Naive Bayes classifier

introduction

This post is a tutorial on naive Bayes classifier. As you will see, the underlying idea is quite natural and intuitive. To be concrete, let’s compare apples and oranges.

I will consider three features for the fruits:

weight (\(x_1\)): either continuous or binary (greater or less than a cutoff)
color (\(x_2\)): red / green / orange
tenderness (\(x_3\)): soft / hard

In probability theory, the treatments for continuous and discrete variables are slightly different. If you want to be more relaxed, think of weight as a binary feature.

The problem can be formulated as follows. We already have a lot of apples and oranges in stock and have recorded the features \((x_1, x_2, x_3)\) for each of them. Now a new fruit comes in and we need to decide whether it is an apple or an orange.

To make the notation simple, let’s define a class label \(y\) and

apple: \(y=0\)
orange: \(y=1\)

brain storming

It may be very tempting to use the following approach:

find a few fruits in stock that resemble the new one
do a majority vote on them

It is surely a valid and very practical approach. It is essentially the k-nearest neighobors algorithm. But for the sake of this post, let’s think of something else.

more brain storming

To me, it’s also very tempting to think of the following

calculate the distributions for individual features using fruits in stock
check where the new fruit stands in these distributions and then decide

Basically the first step estimates \(P(x_i|y)\) using existing data and the second step requires some judgement. In the figure below, I generated some fictitious \(P(x_i|y)\).

features

Now suppose the new fruit is heavy, green and hard. Based on the plots, we can confidently conclude that it is an apple.

digression No. 1

You may wonder why do we estimate \(P(x_i|y)\), instead of \(P(\mathbf x|y)\). Indeed, it makes more sense to use the latter to make predictions on the new fruit and it is essentially the maximum likelihood method.

However, there are several reasons against it:

My little brain prefers to think about single-variable, rather than multi-variable functions
With a given dataset (sample size), it’s easier and much more reliable to estimate single-variable distributions.

Of course the second reason is a more practically limiting one. With the curse of dimensionality, accurate estimation of the joint probability distribution quickly becomes difficult as the number of features increases. To make things worse, the features may be continuous variables, and we may not have good prior information about the functional form of their distributions. In these cases, estimating \(P(\mathbf x|y)\) from a dataset becomes mission impossible.

digression No. 2

What if the new fruit is medium weight, red and soft?

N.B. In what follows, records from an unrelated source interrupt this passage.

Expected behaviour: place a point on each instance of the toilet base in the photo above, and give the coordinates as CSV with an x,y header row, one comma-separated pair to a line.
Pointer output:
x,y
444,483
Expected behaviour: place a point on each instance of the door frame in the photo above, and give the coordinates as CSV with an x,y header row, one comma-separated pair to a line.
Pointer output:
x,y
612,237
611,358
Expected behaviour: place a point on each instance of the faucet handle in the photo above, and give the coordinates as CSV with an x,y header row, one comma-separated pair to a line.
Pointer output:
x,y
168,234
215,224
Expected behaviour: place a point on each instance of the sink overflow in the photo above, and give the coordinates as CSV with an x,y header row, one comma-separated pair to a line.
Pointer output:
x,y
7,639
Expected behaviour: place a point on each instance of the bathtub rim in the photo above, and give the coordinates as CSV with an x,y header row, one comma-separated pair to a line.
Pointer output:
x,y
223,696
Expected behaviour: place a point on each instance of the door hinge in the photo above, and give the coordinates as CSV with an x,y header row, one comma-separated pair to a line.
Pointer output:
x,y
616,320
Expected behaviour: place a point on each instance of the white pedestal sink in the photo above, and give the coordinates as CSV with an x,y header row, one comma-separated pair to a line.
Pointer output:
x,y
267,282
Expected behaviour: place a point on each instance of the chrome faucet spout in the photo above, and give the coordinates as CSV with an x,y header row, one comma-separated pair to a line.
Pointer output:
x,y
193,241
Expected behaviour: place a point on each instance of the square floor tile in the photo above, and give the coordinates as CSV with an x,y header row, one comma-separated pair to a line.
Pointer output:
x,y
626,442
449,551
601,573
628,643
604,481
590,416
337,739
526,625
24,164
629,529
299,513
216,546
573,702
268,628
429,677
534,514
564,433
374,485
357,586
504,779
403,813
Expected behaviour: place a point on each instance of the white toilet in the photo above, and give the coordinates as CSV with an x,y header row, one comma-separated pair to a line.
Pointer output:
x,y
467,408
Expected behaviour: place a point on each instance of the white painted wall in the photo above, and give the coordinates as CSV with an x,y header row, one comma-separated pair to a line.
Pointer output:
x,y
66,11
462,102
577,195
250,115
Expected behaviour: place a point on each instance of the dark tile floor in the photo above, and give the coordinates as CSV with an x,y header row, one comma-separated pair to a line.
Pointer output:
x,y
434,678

These unpleasant situations need to be handled by mathematical formula, instead of human eyeballing. For me, it’s very tempting to simply multiply the single-feature conditional probabilities together, i.e.,

\[P(x_1^{\text{new}}|y)P(x_2^{\text{new}}|y)P(x_3^{\text{new}}|y)\]

Then we compare the \(y=1\) and \(y=0\) cases and decide. Hopefully this approach will vaguely make some sense to you too.

What is the rationale behind this hand-waving approach? For me, I am secretly hoping that the following ‘equation’ is true.

\[P(x_1, x_2, x_3|y) \overset{?}= P(x_1|y)P(x_2|y)P(x_3|y)\]

In other words, I was hoping that \(P(\mathbf x|y)\) could be calculated cheaply from \(P(x_i|y)\).

Clearly it cannot be true in general, as can be seen from the following equation:

\[P(x_1, x_2, x_3) \neq P(x_1)P(x_2)P(x_3)\]

The above inequality becomes equality only when \(x_i\) are independent random variables.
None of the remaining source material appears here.